After-school programs for middle school students are currently in existence through the YMCA. Lake Forest, Cleveland and Ocoee middle schools average about 60 students in the program. The Going Respectively Against Addictive Behaviors Coalition will come alongside the YMCA to offer further guidance.
“We are focusing on academics and health and wellness. A part of health and wellness is drug and alcohol prevention,” said Rodney Murray, YMCA senior program director. “[Drug and alcohol prevention] was a component we did not have.”
GRAAB benefits from access to students while expanding the current YMCA program.
Middle school students were chosen especially in an effort to address the sixth grade, a critical stage.
“Sixth grade is usually the pivot point where the average ‘good kid’ goes down the wrong path,” Murray said.
Added Tanya Southerland, GRAAB director, “There is actually data proving they can start inhaling substances in second grade around age 7. That threw me for a loop.
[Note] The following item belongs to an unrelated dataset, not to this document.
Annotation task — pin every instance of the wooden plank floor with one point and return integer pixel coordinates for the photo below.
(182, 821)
At that age I am thinking building blocks and coloring books.”
Both Southerland and Murray said a new approach will be used in addressing alcohol and drug abuse concerns.
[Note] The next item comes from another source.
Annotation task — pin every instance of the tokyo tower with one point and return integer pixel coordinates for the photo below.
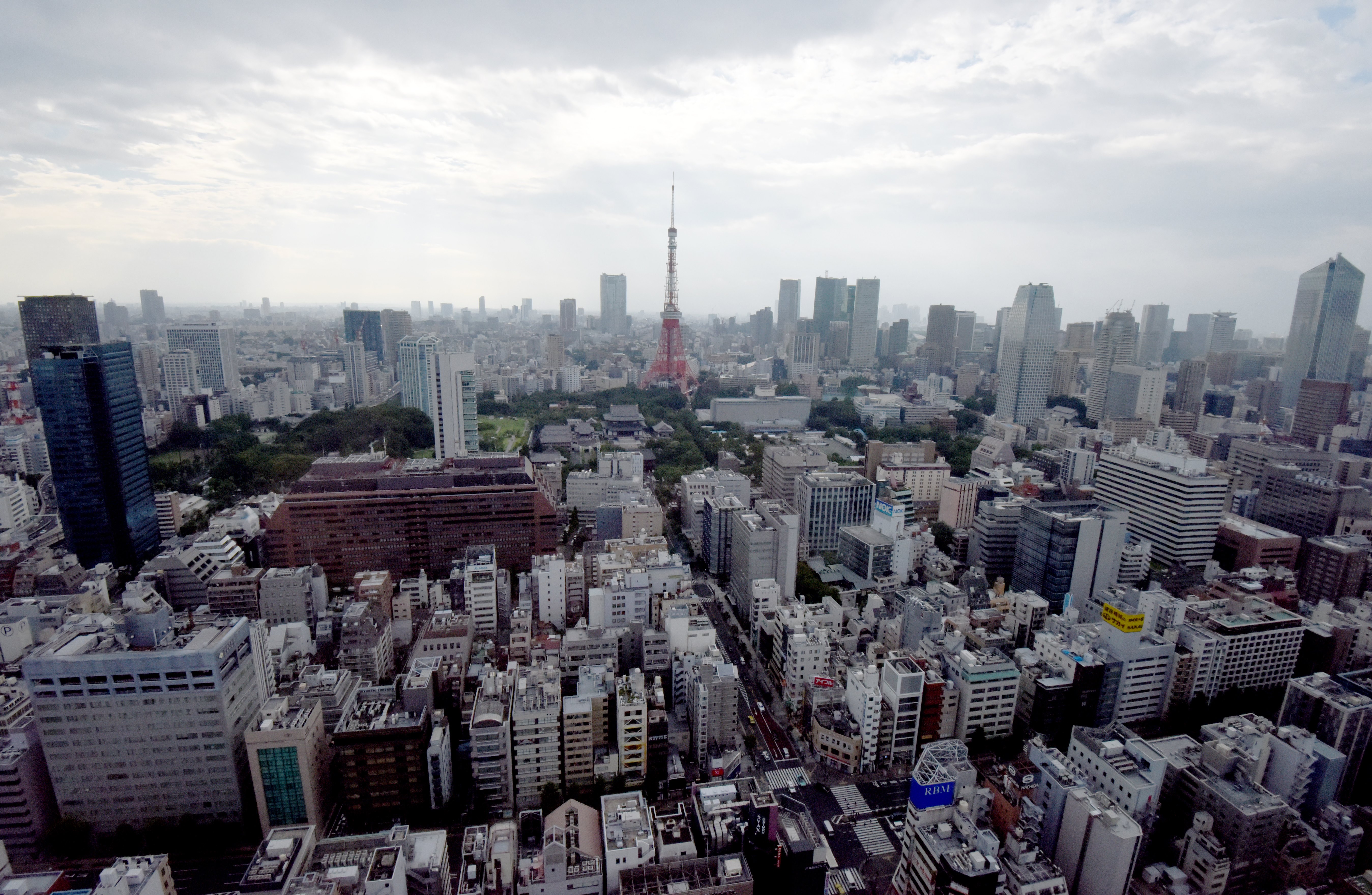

“It is not going to be the same, ‘Don’t do drugs’ speech. We will give them the information and ask them what they think,” Southerland said. “[We will ask], ‘Can you carry this information to your peers? Would you like to help on the campaign?’”
Murray said too often the plan is to offer recovery programs instead of preventative measures.
“We are looking to make sure these students never go down the bad road in the first place,” Murray said.
Mentors will utilize straight talk on drug and alcohol abuse.
“We will tell them, ‘You are smart and healthy. We want you to stay this way and you want to stay this way. From an educated perspective, this is what happens when you go down this side road ....’”
Staying away from drugs and alcohol is just as important as grades and exercise, Murray said.
Southerland’s goal is for children to learn how to take their knowledge and transform it into something productive in the community.
“We are always looking for ways to make students leaders in our community,” Southerland said.
Students in the program were surveyed last October. They were assessed on Search Institute’s 40 Developmental Assets for Adolescents. Across the nation, only 8 percent hit the majority of the assets. October’s survey found 27 percent of children in the program had a majority of the assets in their lives.
“We are not claiming it is because children are in the YMCA program, but we are saying kids who are a part of the program are less likely to experiment with drugs and alcohol,” Murray said.
The survey assessed both internal and external assets. They included positive identity, social competencies, positive values, commitment to learning, constructive use of time, boundaries and expectations, empowerment and support.
“Where students hang out every day will have the most effect on who they become,” Murray said. “Hanging out with kids who have three times the numbers of assets, and who can share those assets, is a positive environment.”